Tuesday, July 24, 2018

The granddaddy of all detective movies

A few weeks back TCM's Silent Sunday Nights ran the 1916 version of Sherlock Holmes. I hadn't heard of it (well, that particular version; of course I've heard of Sherlock Holmes!), so I decided to DVR it. It turns out there's a good reason I hadn't heard of it, which is that it was considered lost for decades, and only found around 2014.

Holmes is played by William Gillette, who was a prominent stage actor at the beginning of the 20th century. With the blessing of Sherlock Holmes, he wrote the play on which this movie is based, a play that was extremely popular even if it's not quite the Holmes we think of today. After a brief scene of Holmes working in a laboratory, we get into the real action of the movie. Some time in the past, the younger sister of Alice Faulkner (Marjorie Kay) wrote a bunch of letters to a crown prince in a European royal family. It resulted in a romance that was eventually broken off, and afterwards the sister committed suicide. Alice has the letters, which would make the crown prince look really bad. So he wants them.

The Larrabees are used as go-betweens to get the letters, and they decide to hold Alice hostage since she isn't telling them where the letters are. This is where Holmes comes in. Perhaps he can get the letters, and more importantly, perhaps he can spring Alice from cptivity. It's also where Moriarty (Ernest Maupain) comes in. He's been embarrassed by Holmes one too many times, so he wants to gain revenge, and this case would be a perfect opportunity to do it.

That's pretty much it. There's not much mystery here as we know who the bad guys are, so the movie is mostly suspense in the Hitchcock sense of the audience knowing something bad is scheduled to happen, and will it happen to the good guy? That's not a knock on the movie; I'm just saying that it's not quite what I'd think of when I think of a detective movie.

If there is a problem with the movie, it's with the pacing. This Sherlock Holmes is slow slow slow, clocking in at 116 minutes, although to be fair that's in part because of what seemed to me to be a relatively high amount of intertitles. The surviving print had been edited into a four-part serial, so in addition to the regular intertitles there are the chapter intertitles and some reminding us what happened in "last week's" episode. That having been said, the print seemed quite good to me.

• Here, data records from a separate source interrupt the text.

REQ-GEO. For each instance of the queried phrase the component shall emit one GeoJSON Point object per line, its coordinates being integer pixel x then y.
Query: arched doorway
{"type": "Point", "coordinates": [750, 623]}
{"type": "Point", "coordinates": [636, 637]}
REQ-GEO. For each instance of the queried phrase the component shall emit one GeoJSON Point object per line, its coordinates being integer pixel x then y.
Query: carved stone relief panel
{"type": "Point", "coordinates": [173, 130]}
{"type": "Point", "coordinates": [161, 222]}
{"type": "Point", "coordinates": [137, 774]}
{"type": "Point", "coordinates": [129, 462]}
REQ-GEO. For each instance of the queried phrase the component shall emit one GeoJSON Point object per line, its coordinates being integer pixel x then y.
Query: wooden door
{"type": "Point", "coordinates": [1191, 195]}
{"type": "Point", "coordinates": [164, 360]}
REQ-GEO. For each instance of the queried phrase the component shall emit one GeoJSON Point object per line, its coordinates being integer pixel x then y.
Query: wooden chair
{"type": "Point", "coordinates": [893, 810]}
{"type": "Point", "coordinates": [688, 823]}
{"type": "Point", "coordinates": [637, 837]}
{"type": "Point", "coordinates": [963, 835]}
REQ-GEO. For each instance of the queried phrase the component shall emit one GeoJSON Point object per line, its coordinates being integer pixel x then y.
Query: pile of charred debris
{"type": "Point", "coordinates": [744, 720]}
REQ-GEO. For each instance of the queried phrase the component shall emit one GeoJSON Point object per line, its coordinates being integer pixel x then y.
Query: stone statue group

The acting is typical for silent dramas, which I say matter-of-factly again rather than making a value judgment. One thing about the movie that I thought was really good was the tinting; the indoor scenes are all tinted orange while outdoor and night scenes are in blue. The orange-tinted scenes in particular look quite good.

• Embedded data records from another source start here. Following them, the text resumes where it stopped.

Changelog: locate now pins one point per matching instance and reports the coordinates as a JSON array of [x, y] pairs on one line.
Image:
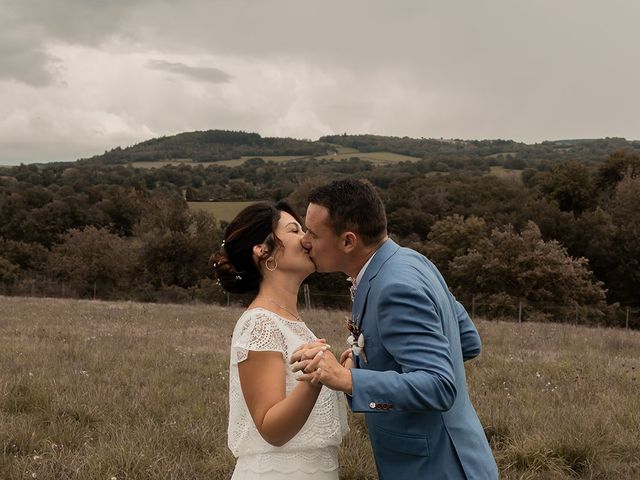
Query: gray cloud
[[207, 74], [529, 71]]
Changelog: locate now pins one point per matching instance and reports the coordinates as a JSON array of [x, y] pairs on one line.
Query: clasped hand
[[319, 366]]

The is available on Blu-ray, but it's a very pricey Blu-ray, probably in part to recoup the restoration costs. In theory it ought to be in the public domain, but with the new intertitles and the score, nobody else has a print they could sell. It's a shame, because the movie really isn't that bad and worth a watch.

2 comments:

Dell said...

Hadn't heard of this version myself. Not sure I'm going to watch it, though. I don't often watch silents but when I do I want them to snap along.

Ted S. (Just a Cineast) said...

It probably wouldn't be so bad watching it in four parts the way it was distributed in France (where the surviving copy was found), but yeah, I like faster silents too.